The city of Yakima has a long baseball tradition and was the home of the short-season Yakima Bears minor league team (Diamondbacks affiliate) in the Northwest League from 1990-2012. It is now the home of the Yakima Valley Pippins of the West Coast League, an 11-team summer collegiate wood bat league in the Northwest.

“Yakima has always been a strong baseball town, and it’s always been nice growing up here,” Gargus said. “No other sports are really pushed except for baseball, just because of baseball’s rich history in Yakima.”

Gargus’ coach at Davis HS is Jay Gainer, a former first baseman who played in 23 games for the expansion Colorado Rockies in 1993 and actually hit a home run in his first big-league at bat. Gainer also runs Baseball Advantage, an indoor baseball and fastpitch softball training facility in Yakima.

Another top Washington state prospect, 2019 infielder Carter Young from nearby Selah, and Gargus have been training together with Gainer since they were 11 years old. Young is a Vanderbilt commit ranked No. 74 overall in his class who played with CBA Marucci at the PG 17u WWBA National Championship in early July.
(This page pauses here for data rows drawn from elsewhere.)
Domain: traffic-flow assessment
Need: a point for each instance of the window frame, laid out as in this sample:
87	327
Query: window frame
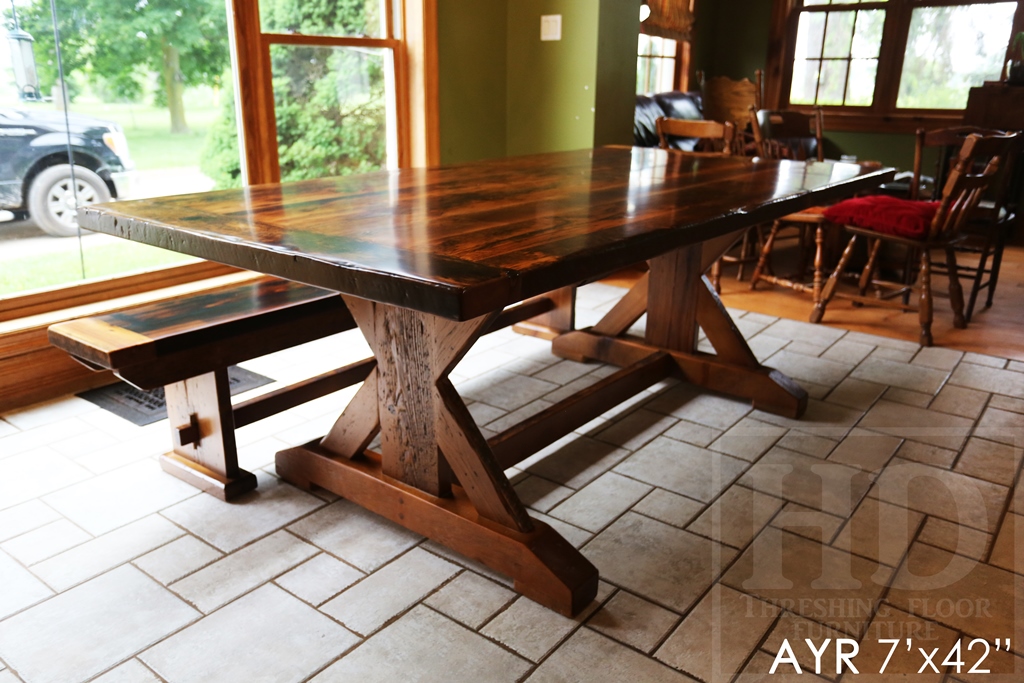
882	116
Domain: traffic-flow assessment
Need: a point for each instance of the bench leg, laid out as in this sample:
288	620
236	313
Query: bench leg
203	432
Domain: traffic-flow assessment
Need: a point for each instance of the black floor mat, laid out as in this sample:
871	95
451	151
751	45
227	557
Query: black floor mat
143	408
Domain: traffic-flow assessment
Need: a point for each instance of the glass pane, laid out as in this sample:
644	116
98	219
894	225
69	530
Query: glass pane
867	37
839	34
805	81
810	34
331	104
833	82
349	17
951	49
860	91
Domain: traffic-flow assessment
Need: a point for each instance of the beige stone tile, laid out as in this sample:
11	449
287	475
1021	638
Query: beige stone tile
717	637
759	671
849	352
809	444
541	494
798	630
693	433
914	398
821	419
748	439
356	536
804	368
391	590
98	625
1008	552
990	461
130	672
177	558
578	461
633	621
20	589
960	400
120	497
682	468
35	473
597	504
865	450
736	516
320	579
961	593
636	428
105	552
265	636
243	570
927	454
905	376
822	485
947	431
697	404
826	585
955	539
943	494
668	507
591	657
529	629
25	517
880	531
813	524
1001	426
657	562
423	640
470	599
983	359
44	542
983	378
938	357
230	525
856	393
892	624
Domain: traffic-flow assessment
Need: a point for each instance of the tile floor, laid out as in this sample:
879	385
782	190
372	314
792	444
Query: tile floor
890	511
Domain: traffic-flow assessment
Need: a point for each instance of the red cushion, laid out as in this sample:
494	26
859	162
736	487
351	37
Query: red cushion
889	215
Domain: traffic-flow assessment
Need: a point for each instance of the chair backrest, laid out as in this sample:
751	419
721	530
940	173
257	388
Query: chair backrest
714	137
787	134
726	99
966	184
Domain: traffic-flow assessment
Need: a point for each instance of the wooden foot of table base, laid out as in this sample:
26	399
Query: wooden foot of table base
545	566
768	389
206	479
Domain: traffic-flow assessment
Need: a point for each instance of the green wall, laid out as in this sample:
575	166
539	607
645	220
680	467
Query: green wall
503	91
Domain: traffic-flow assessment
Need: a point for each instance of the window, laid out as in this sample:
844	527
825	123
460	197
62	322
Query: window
889	58
655	63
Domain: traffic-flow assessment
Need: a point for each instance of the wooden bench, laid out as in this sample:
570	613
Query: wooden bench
186	345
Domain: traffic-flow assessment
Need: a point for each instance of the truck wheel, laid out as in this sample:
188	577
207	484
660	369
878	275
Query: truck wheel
51	200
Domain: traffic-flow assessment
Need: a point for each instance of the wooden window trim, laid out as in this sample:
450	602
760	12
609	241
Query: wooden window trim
882	116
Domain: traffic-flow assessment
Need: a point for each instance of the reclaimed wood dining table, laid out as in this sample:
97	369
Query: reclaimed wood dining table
429	259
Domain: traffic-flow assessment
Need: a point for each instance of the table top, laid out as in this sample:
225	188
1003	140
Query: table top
462	241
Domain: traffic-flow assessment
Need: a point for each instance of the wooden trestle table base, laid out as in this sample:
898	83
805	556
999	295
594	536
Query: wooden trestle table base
428	260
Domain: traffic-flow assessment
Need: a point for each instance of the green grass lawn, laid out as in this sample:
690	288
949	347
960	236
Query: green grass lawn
33	272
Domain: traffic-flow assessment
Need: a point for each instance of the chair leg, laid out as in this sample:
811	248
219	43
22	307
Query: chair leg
955	291
829	289
765	252
925	305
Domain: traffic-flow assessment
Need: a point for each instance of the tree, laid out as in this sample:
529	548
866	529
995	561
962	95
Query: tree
123	42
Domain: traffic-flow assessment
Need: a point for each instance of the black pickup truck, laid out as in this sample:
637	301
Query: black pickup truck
35	175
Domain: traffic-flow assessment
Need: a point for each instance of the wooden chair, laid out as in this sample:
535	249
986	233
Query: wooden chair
785	134
713	137
876	219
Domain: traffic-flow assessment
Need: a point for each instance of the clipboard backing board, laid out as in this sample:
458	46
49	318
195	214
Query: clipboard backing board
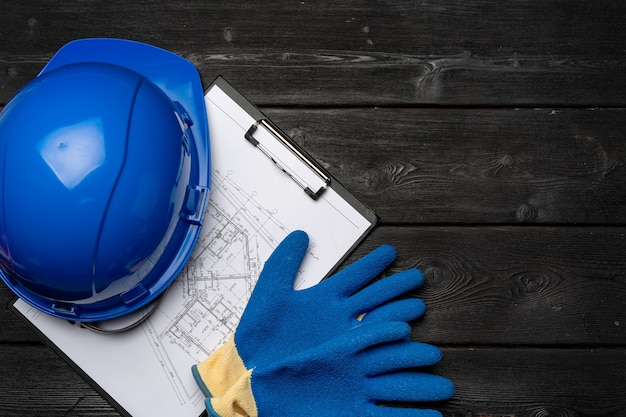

The development of young players like Gargus and Young is bound to attract scouts to the Yakima area next spring as they check out how much the guys – and their teammates – have improved.

“I know I have progressed but I know there’s always room for improvement,” Gargus said. “I still want to get my numbers up … but I’m happy with my progression.”

Gargus said he was making a “life decision rather than a baseball decision” when he made his commitment to Stanford in February 2017 (his sophomore year). He’s smart enough to know that a degree from such a prestigious academic institution – one that also happens to have a prestigious baseball program – will serve him well once he’s done playing baseball.

So, Stanford is there – it’s a known commodity – but as Gargus’ stock continues to rise in the collective eyes of the scouting community, the 2019 MLB June Amateur Draft could certainly come into play. And Gargus doesn’t back away from any of the draft speculation that’s out there.

“Of course I think about the draft; my overall goal is to be a professional baseball player so I can’t set that aside,” he said. “So, yeah, I think about it all the time.”

But first things first. When Gargus was in San Diego for the PG Underclass All-American Games in 2016, he got to town a day early so he could attend that year’s PG All-American Classic. He remembered vividly who made the start for the West squad in that game.

“I was there and I watched Hunter Greene pitch; it was crazy,” he said, quickly adding that really got him thinking about actually playing in the game two years down the road.

That day is almost here, and that’s a good thing for the kid from Yakima who just never gets sick of playing baseball.